The study randomized 615 patients with clear cell RCC to receive sunitinib (n = 309) or placebo (n = 306). Patient characteristics were well balanced between the arms. The median age of patients in the sunitinib arm was 57 years, and most were males (71.8%). Most patients had an ECOG performance score of 0 (73.8%).

Overall, 90.6% of those in the sunitinib arm had a stage 3 tumor, with no nodal involvement and no metastasis. Of these patients, 37.2% were considered low-risk (any Fuhrman grade and ECOG score of 0 or Fuhrman grade 1 and ECOG score of ≥1) and 53.4% were high-risk (Fuhrman grade ≥2 and ECOG score of ≥1).

Sunitinib was administered at 50 mg daily for 4 weeks followed by 2 weeks without treatment. One dose reduction was allowed in the study, to 37.5 mg per day. Overall, more than half of patients (54.2%) were able to maintain treatment with the starting dose of 50 mg per day. The median daily dose was 45.9 mg.

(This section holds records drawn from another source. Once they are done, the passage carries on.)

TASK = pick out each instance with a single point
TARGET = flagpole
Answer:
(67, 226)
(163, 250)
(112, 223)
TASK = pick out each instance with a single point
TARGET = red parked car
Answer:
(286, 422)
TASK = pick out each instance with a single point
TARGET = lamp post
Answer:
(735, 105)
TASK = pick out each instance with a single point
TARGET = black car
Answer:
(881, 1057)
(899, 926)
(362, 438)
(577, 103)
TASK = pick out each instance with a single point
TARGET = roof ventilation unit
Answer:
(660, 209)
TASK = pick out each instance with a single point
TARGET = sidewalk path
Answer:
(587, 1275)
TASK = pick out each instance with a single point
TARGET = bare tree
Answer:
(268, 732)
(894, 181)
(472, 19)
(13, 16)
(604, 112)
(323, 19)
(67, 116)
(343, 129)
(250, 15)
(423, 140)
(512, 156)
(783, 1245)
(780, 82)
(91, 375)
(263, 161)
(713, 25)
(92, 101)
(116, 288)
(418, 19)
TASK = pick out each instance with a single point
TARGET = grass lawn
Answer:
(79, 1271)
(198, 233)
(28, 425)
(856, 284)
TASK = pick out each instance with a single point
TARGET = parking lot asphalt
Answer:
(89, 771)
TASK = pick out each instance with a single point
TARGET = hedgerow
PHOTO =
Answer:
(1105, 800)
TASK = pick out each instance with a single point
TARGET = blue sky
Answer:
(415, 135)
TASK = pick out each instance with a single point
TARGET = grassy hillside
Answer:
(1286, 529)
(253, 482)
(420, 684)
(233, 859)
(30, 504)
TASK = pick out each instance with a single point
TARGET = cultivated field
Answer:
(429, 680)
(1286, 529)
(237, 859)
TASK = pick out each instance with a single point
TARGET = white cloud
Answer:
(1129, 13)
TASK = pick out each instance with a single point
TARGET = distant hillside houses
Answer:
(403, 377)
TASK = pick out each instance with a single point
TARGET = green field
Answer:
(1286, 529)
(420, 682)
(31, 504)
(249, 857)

After 3 years, 64.9% of those in the sunitinib group were alive and remained disease-free compared with 59.5% in the placebo arm. At 5 years, the DFS rate was 59.3% with sunitinib versus 51.3% for placebo. Median overall survival findings were not yet mature at the time of the analysis; however, the hazard ratio between the two arms for survival was 1.01 (95% CI, 0.72-1.44; P = .94).

The investigator assessed median DFS in the sunitinib arm was 6.5 years compared with 4.5 years with placebo (HR, 0.81; 95% CI, 0.64-1.02; P = .08). In higher risk patients, the median DFS by investigator assessment was 5.9 versus 3.9 years for sunitinib and placebo, respectively (HR, 0.76; 95% CI, 0.58-1.01; P = .06).

Treatment-emergent AEs were experienced by 99.7% of patients treated with sunitinib versus 88.5% in the placebo arm. Treatment-emergent AEs by investigator assessment occurred in 98.4% of those treated with sunitinib versus 75.7% with placebo. AEs led to discontinuation for 28.1% of patients in the sunitinib arm versus 5.6% of those in the placebo group.

The most common AEs in the sunitinib arm were diarrhea (56.9%), palmar–plantar erythrodysesthesia (50.3%), hypertension (36.9%), fatigue (36.9%), and nausea (34.3%). The most common grade 3/4 AEs were palmar–plantar erythrodysesthesia (16%), neutropenia (8.5%), hypertension (7.8%), and thrombocytopenia (6.2%). The rate of serious adverse events AEs was similar for sunitinib (21.9%) versus placebo (17.1%).

References

  1. Ravaud A, Motzer RJ, Pandha HS, et al. Adjuvant Sunitinib in High-Risk Renal-Cell Carcinoma after Nephrectomy [published online October 10, 2016]. N Engl J Med. DOI: 10.1056/NEJMoa1611406.
  2. Ravaud A, Motzer RJ, Pandha HS, et al. Phase III trial of sunitinib (SU) vs placebo (PBO) as adjuvant treatment for high-risk renal cell carcinoma (RCC) after nephrectomy (S-TRAC). Presented at: 2016 ESMO Congress; October 7-11, 2016; Copenhagen, Denmark. Abstract for LBA11.